Patterns in Surface Chemistry (Supervisor: Dr Rebecca Hoyle)
Regular patterns arise naturally in many physical, chemical and
biological systems - from hexagonal convection cells on the surface of
the sun to stripes on a zebra's back. Constantly changing irregular
patterns of carbon monoxide (CO) and oxygen are seen during CO
oxidation on platinum crystals in the [100] orientation. Recently a
reaction-diffusion model is developed to reproduce this pattern
formation and created numerical simulations that show patterns made up
of moving CO and oxygen fronts. Possible PhD projects in this area
include: extending the model to include the formation of subsurface
oxygen at higher pressures or developing a similar model for the NO +
NH3 reaction on Pt{100}. These interdisciplinary projects are great
opportunities for Maths graduates to apply their skills in a new area,
or for Chemistry graduates with good maths and computing skills to
move into theory.
Methods for Obtaining Discrete Symmetries (Supervisor: Prof Peter Hydon)
Differential equations are widely used as models of real systems.
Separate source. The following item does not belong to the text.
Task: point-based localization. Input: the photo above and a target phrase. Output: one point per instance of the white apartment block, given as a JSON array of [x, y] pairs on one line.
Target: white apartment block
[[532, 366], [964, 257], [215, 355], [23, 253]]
To understand the behaviour of a system, it is usually necessary to find the symmetries of the model differential equation. Recent work at Surrey has led to the first systematic technique for obtaining discrete symmetries. The purpose of this project is to simplify and extend the technique, and to create a Maple package that will systematically obtain the discrete symmetries of a given differential equation. This project combines differential equation techniques, linear algebra, group theory and Maple programming. It is expected that the resulting package will be distributed with future releases of Maple, and will be used by those working in many areas of mathematics and theoretical physics.
Spiral waves and defect interaction (Supervisor: David Lloyd and Bjorn Sandstede)
Spiral waves have been found in many experiments such as the famous Belousov-Zhabotinsky reaction and the oxidation of carbon-monoxide on platinum surfaces. In the former reaction, period doubling of spiral waves has been observed, and a numerical simulation of a model problem is shown to the left. This bifurcation has been analysed in 2D. Of interest would be an analytic and numerical study of this phenomenon in 3D where the line defect that connects the core to the bottom boundary becomes a two-dimensional surface, which itself may exhibit a interested dynamics. More generally, the various line defects visible in the simulation may interact with each other, and it would be of interest to study the time and length scales involved in this interaction from a analytical and numerical perspective.
Multi-symplectic structures and nonlinear PDEs (Supervisor: Prof Thomas J. Bridges)
An understanding of nonlinear PDEs is one of the great challenges for
the twenty-first century. In this project the geometry of nonlinear
PDEs is studied. Multi-symplectic structure, which generalises
classical symplectic geometry, is used as a backbone for the analysis.
The project has three parts:
(I) Develop the geometry of the total exterior algebra bundle for smooth two-dimensional manifolds and construct Dirac operators on this bundle as a basis for canonical hyperbolic and elliptic PDEs.
(II) Use the calculus of variations to find solutions of multi-symplectic Hamiltonian PDEs, using the Mountain Pass Theorem and related functional analytical tools.
(III) Apply numerical methods to either part (I) or part (II).